Mrs Rust said: “What’s important is that employment is well-paid so people can spend in local shops.”
They, along with Mr Coke, also pledged to vote to scrap the so-called “bedroom tax” if they are elected.
And there was criticism on all sides of the government’s economic record, with UKIP council candidate David Costin claiming ministers had not cut spending “hard enough” during their time in office.
But Mr Beales said the government’s record of halving the country’s economic deficit was broadly similar to what had been proposed by former chancellor Alistair Darling, who he dubbed “the last grown-up Labour politician” ahead of the 2010 election.
There were also demands for action over flooding and speeding issues in the village, as one resident lamented the lack of police activity along the B1145 which runs through Gayton.

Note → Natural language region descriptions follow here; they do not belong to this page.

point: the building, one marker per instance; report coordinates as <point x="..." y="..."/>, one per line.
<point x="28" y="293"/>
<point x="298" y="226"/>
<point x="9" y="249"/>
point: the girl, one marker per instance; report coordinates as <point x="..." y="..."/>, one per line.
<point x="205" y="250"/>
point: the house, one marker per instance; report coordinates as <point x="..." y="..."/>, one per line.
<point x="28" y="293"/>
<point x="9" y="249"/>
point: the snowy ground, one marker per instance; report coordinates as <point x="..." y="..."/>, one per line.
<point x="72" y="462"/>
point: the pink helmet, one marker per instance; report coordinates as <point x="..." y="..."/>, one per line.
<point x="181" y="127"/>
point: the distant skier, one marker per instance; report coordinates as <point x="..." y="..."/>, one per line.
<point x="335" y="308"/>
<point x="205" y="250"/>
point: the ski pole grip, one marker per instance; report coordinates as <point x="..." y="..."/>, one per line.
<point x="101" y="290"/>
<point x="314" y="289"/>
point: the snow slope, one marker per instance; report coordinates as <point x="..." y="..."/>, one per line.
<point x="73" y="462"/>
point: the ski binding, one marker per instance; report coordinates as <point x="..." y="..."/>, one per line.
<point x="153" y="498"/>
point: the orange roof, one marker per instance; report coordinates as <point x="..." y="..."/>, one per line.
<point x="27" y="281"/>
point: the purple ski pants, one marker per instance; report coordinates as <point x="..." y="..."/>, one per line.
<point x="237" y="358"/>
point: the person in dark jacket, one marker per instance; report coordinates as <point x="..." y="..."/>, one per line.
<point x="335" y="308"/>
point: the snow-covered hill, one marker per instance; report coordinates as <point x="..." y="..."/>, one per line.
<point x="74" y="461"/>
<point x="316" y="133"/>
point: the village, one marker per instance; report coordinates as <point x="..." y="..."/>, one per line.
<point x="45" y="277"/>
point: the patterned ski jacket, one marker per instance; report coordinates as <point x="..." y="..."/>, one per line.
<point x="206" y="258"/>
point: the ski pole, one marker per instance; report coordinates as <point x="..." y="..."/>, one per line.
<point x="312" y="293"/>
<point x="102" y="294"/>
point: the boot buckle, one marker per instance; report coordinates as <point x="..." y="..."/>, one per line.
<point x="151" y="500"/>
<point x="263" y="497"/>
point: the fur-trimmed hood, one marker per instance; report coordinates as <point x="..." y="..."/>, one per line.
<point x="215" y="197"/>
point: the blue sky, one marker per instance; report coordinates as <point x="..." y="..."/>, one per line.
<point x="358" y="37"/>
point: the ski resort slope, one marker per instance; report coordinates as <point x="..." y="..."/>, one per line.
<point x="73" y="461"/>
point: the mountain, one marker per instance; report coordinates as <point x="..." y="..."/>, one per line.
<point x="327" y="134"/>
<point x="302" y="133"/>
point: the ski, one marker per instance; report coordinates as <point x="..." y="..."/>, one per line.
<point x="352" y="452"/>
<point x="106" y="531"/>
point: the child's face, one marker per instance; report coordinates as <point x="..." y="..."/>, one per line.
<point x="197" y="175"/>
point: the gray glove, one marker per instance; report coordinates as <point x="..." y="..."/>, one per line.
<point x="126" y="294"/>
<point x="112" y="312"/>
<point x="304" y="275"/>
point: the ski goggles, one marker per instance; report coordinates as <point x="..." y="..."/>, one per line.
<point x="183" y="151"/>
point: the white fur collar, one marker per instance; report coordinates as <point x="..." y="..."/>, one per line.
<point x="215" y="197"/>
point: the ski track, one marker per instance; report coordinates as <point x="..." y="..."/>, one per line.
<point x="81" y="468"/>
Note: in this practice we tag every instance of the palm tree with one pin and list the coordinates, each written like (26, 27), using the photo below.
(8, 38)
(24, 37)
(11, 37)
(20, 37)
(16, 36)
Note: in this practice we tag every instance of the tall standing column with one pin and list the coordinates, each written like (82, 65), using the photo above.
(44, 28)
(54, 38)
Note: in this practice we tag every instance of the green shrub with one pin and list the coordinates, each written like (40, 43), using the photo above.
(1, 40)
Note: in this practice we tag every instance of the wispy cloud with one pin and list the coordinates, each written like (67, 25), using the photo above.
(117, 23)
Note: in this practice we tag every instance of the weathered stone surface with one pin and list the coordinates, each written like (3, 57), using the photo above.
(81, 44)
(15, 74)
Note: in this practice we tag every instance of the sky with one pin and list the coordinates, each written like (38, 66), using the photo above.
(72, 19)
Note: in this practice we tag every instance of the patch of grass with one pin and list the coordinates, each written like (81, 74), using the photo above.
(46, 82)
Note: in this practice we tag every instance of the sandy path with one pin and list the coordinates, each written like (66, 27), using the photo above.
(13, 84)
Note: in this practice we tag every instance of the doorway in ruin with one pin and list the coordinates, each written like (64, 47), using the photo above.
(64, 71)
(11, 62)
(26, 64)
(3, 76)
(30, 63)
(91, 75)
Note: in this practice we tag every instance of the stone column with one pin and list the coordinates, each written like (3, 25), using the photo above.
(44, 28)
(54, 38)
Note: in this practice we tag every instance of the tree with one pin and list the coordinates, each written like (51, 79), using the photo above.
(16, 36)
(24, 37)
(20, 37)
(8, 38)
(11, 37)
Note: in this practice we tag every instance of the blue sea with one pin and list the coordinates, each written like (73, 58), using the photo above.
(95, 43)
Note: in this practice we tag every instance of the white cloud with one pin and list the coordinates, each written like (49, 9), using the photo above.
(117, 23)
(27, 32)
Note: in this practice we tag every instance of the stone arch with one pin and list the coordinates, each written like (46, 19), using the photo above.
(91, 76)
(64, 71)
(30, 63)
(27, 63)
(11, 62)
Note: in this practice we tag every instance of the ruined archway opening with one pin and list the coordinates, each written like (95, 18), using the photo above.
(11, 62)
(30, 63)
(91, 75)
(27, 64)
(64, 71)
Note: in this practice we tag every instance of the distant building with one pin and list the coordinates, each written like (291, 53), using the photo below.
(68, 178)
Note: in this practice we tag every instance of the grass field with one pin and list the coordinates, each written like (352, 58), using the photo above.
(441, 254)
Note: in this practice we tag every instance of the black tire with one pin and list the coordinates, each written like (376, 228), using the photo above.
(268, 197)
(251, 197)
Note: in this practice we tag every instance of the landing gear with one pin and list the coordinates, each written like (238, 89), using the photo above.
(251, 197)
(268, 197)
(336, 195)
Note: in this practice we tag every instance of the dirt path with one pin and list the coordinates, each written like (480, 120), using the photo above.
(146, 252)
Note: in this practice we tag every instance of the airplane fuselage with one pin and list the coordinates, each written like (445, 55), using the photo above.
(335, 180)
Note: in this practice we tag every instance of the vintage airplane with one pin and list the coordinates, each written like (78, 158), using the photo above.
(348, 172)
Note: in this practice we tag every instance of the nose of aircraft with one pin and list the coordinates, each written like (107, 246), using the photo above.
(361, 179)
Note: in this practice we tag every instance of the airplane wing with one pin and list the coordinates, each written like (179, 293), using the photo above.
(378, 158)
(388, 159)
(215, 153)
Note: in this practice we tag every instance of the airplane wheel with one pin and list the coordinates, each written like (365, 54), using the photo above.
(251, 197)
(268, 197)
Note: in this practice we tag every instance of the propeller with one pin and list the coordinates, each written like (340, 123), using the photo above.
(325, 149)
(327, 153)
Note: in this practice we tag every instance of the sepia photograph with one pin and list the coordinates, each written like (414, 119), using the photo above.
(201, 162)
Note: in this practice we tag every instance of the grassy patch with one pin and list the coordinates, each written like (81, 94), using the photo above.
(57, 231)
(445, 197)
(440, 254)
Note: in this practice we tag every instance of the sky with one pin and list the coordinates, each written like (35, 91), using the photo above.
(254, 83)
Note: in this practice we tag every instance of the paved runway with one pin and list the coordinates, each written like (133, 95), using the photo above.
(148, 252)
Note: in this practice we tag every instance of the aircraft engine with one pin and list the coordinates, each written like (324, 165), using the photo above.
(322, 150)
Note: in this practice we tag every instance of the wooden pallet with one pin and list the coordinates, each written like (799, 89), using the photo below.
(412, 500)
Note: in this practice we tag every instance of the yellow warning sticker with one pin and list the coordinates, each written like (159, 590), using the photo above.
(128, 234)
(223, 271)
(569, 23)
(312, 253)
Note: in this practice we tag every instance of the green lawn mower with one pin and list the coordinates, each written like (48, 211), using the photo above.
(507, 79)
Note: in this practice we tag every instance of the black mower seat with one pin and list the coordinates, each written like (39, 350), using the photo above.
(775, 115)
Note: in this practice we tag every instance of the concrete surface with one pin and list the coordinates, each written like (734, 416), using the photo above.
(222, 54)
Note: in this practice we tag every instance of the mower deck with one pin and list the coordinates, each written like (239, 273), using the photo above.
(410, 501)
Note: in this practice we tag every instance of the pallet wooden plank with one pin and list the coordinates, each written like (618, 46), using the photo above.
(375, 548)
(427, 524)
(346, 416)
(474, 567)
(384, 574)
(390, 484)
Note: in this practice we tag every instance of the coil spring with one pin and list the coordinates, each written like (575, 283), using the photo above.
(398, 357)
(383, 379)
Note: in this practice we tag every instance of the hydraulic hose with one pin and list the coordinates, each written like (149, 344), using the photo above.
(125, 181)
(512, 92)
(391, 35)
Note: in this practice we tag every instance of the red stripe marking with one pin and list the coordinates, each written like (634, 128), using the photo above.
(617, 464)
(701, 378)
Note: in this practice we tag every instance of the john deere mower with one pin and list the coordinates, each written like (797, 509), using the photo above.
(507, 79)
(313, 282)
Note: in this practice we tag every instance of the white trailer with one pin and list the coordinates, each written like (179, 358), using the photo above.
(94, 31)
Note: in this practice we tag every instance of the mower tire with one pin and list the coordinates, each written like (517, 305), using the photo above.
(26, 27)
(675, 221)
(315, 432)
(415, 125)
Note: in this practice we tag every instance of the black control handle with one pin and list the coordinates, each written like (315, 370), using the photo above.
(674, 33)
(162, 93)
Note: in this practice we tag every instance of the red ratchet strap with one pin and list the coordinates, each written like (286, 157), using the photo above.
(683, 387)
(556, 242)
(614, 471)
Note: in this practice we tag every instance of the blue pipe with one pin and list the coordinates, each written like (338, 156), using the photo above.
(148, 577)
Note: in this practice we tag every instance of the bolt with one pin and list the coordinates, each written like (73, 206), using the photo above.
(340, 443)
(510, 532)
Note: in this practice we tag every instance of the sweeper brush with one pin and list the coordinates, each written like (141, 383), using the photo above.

Mr Coke, who is chairman of Norfolk County Council’s environment, development and transport committee, said the parish partnership programme, through which the authority joins forces with parishes to fund road safety measures such as flashing signs which warn drivers of speed limits, had been effective.
But he admitted: “You cannot deal with the lunatic element.”
Mr Beales said he had regularly liaised with police over traffic issues as both a parish and borough councillor, including helping to secure the installation of speed gates at the entrances to the village.
But Green council candidate Nigel Walker said speed cameras may offer a “more draconian solution” than flashing signs, while re-designing roads may be another option.
He said: “We’re keen to keep traffic on the roads as calm as possible and reduce speeds wherever possible.”
The meeting was chaired by Mike Knights, vice-chairman of the King’s Lynn Without Incineration (KLWIN) campaign group, who himself stood as an independent candidate in district council elections four years ago.
Although all three of the candidates who are contesting the Gayton borough council ward were on the panel, two of the five candidates for the North West Norfolk Parliamentary constituency were not present.
Conservative candidate Henry Bellingham said he was not attending the session, which was organised by local UKIP activists, as it was not an official hustings event.
Meanwhile, apologies were given on behalf of the Liberal Democrats’ candidate Hugh Lanham, who is recovering after recent eye surgery.